Джин нашла это письмо, погребенное в новой партии старой почты — журналов и истрепанных путешествием приглашений на коктейльные вечеринки, благотворительные собрания и ленчи с клиентами, срок которых давно истек к тому времени, когда они, преодолев шесть тысяч миль, добрались до Хаббардов. Каждый месяц вечно смурной почтальон, Кристиан, тарахтел вверх по дороге на своем мопеде, самолично окрашенном им под золото. Пакет с почтой висел у него за спиной наискосок — в точности так же женщины на Сен-Жаке подвязывают у себя за спиной своих младенцев. Младенцем Кристиана были его волосы: двадцатидюймовый батон, похожий на переросшую морскую губку и любовно запеленатый в радужный носок.
Джин заметила его через кухонное окно, рядом с которым стояла, нарезая ломтиками папайю.
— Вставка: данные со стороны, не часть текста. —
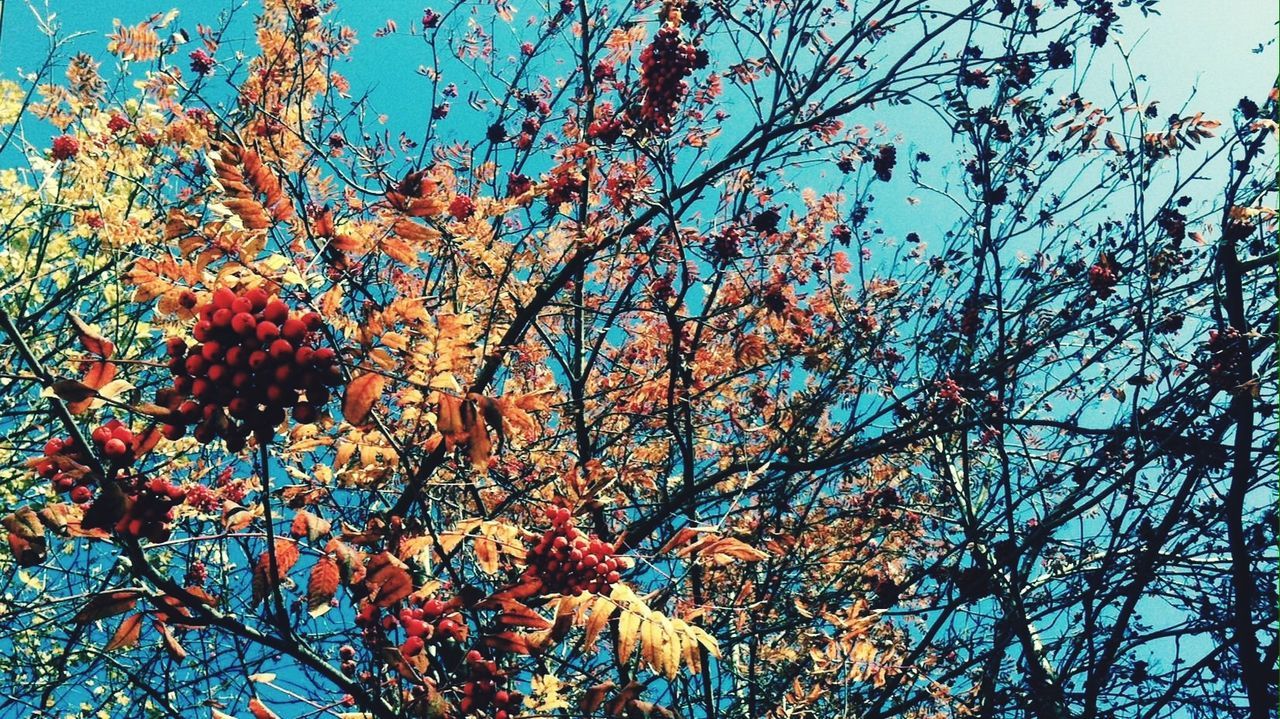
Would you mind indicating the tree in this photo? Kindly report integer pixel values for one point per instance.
(621, 390)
Вытирая руки о передник, она подошла ко входной двери и встала там, уперев руки в бока и широко улыбаясь, обрамленная двумя розовыми кустами гибискуса в полном цвету.
— Бонжур, мадам Аабахд, — прокричал Кристиан с подъездной дорожки. — Каким наш превосходный день находит хозяйка этого дома?
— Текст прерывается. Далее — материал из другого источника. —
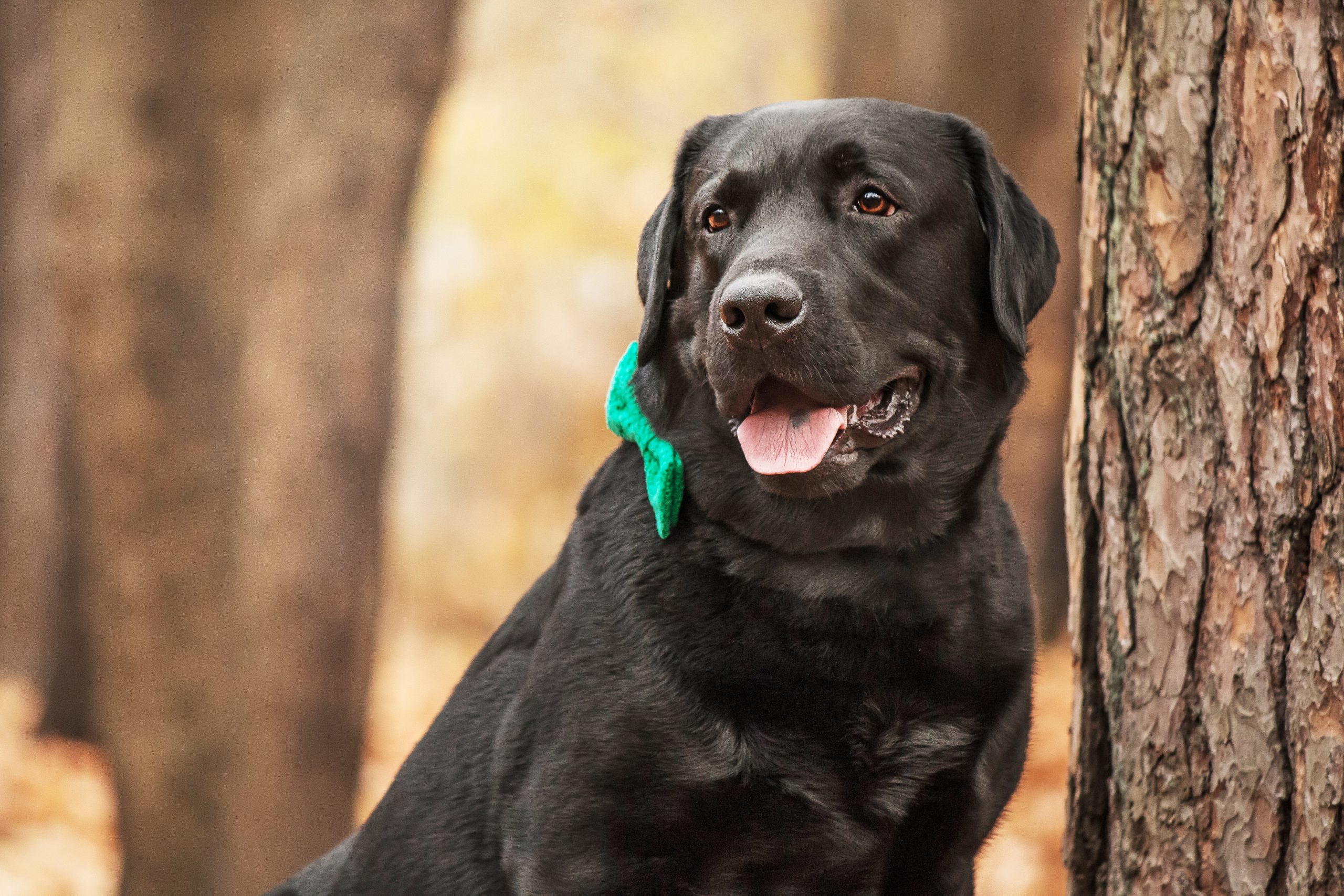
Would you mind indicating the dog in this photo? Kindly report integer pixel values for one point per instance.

— Лучше не бывало, — ответила она.
Он подкатил к самой двери и ухмыльнулся, чтобы продемонстрировать свои золотые зубы. Джин созерцала такое утро сотню раз: как Кристиан церемонно сходит со своей золоченой колесницы и подается к ней, одной рукой поглаживая свою козлиную бородку, а другой — упираясь в стену дома ради поддержки. Она знала, что он не стоял бы так близко, если рядом с ней у двери находился Марк — шести футов и четырех дюймов ростом, босой, постукивающий пальцами по зачесанным назад седым волосам — этакой выветренной дюнной траве над расширяющимся пляжем его все еще мальчишеского лица.
Нет, тогда Кристиан не стал бы медлить, распространяя по лицу эту улыбочку озабоченного совратителя, каковым — у нее было причин в этом усомниться — он и являлся. Несмотря на толстую жилу, выпиравшую у него из-за уха, Джин всегда казалось, что только его гофрированная рубашка не дает ему рассыпаться на части, как ветошь.
Свежий бриз, гибискус, солнце, греющее ее обнаженные плечи; было первое апреля, День дураков, и что это за великолепная галлюцинация, подумала Джин, глядя, как Кристиан — и, немного позади, его словно бы вышитый тамбуром волосяной кокон, — подпрыгивая, съезжают обратно на дорогу и скрываются из виду. Она прикинула, уместен ли сейчас оказался бы косячок и могла ли она его об этом попросить. Обхватив пакет обеими руками, Джин вернулась в дом.